Closed jreadey closed 8 years ago
What chunk size should I use? Which dataset in NCEP3? Please be more specific. What would be the name of bucket/directory to save?
See issue #8 for a discussion on determining the chunksize.
The NCEP3 dataset is on the OSDC cluster here: s3://hdfdata/ncep3/.
Let store different compression formats/chunksizes like so:
s3://hdfdata/ncep3
@hyoklee Do a s3cmd ls s3://hdfdata/ncep3/
command. All those HDF5 file, or more precisely all the datasets in those file, should be chunked.
As for the chunk size, we obviously don't have a tool that can give us an ultimate answer. I created a notebook you can use to plug in particular HDF5 dataset sizes and get suggestions for chunk sizes. We can then decide which suggestion we like more.
Do you want to re-chunk / re-compress all datasets? Does your summary script work on a particular dataset?
Do you want to re-chunk / re-compress all datasets?
All datasets should be rechecked re-chunked. (Thanks, @jreadey!)
re-chunked!
Do you want to re-chunk/compress with h5py script or can I use h5repack command line tool that can understand filters?
Sounds like you think h5repack is a better tool? I have no preference.
I started putting chunked version (h5py suggested size) into:
s3://hdfdata/ncep3_chunk_45_180_gzip_9/
Please check if the files are re-chunked in a way that meets your need.
Looks like we're getting good compression. Less than half the original size.
How long did it take to compress all the files?
@hyoklee - can you document the work by checking in the script that did the compression? We can create a folder like "transform" or something to put in all the codes we use.
It took 20 min per year so 1987-2008 will take 22 * 20min = 440min.

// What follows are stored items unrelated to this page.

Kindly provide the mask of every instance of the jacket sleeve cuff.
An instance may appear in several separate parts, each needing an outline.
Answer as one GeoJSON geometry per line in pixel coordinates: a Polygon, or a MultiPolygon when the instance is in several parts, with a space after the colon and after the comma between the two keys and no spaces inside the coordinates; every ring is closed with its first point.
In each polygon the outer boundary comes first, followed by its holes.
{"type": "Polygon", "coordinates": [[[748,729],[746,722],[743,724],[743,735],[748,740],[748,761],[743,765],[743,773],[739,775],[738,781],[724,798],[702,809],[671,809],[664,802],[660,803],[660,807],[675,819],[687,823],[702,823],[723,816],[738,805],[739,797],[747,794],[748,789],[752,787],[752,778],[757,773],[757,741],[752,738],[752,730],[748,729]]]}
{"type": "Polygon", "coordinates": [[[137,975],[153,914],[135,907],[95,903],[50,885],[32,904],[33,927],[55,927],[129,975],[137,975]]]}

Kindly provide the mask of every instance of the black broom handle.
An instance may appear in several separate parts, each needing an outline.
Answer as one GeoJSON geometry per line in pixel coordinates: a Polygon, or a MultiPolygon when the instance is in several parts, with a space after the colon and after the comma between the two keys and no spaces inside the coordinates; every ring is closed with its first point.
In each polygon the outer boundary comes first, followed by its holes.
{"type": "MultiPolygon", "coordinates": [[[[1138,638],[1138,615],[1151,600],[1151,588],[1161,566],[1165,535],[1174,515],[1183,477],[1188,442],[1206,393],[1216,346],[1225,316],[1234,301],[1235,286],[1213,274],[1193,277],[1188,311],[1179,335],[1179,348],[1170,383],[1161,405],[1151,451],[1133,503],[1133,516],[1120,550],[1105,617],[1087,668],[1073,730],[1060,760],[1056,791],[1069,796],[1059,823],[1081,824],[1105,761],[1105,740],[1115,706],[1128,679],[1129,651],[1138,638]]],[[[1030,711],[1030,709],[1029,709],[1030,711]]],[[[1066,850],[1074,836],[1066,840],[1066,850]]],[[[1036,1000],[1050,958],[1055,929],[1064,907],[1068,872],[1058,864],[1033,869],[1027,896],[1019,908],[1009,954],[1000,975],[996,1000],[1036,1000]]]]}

I ran it overnight and all files are re-chunked and compressed.
It took 6 hours to repack 7850 files using Unidata heuristic.
(py34)ubuntu@test2:~$ s3cmd ls s3://hdfdata
DIR s3://hdfdata/cortad/
DIR s3://hdfdata/ncep3/
DIR s3://hdfdata/ncep3_chunk_22_46_gzip_9/
DIR s3://hdfdata/ncep3_chunk_45_180_gzip_9/
For details, look at wiki: https://github.com/HDFGroup/datacontainer/wiki/User-Guide
Chunkify NCEP3 dataset and save to object store.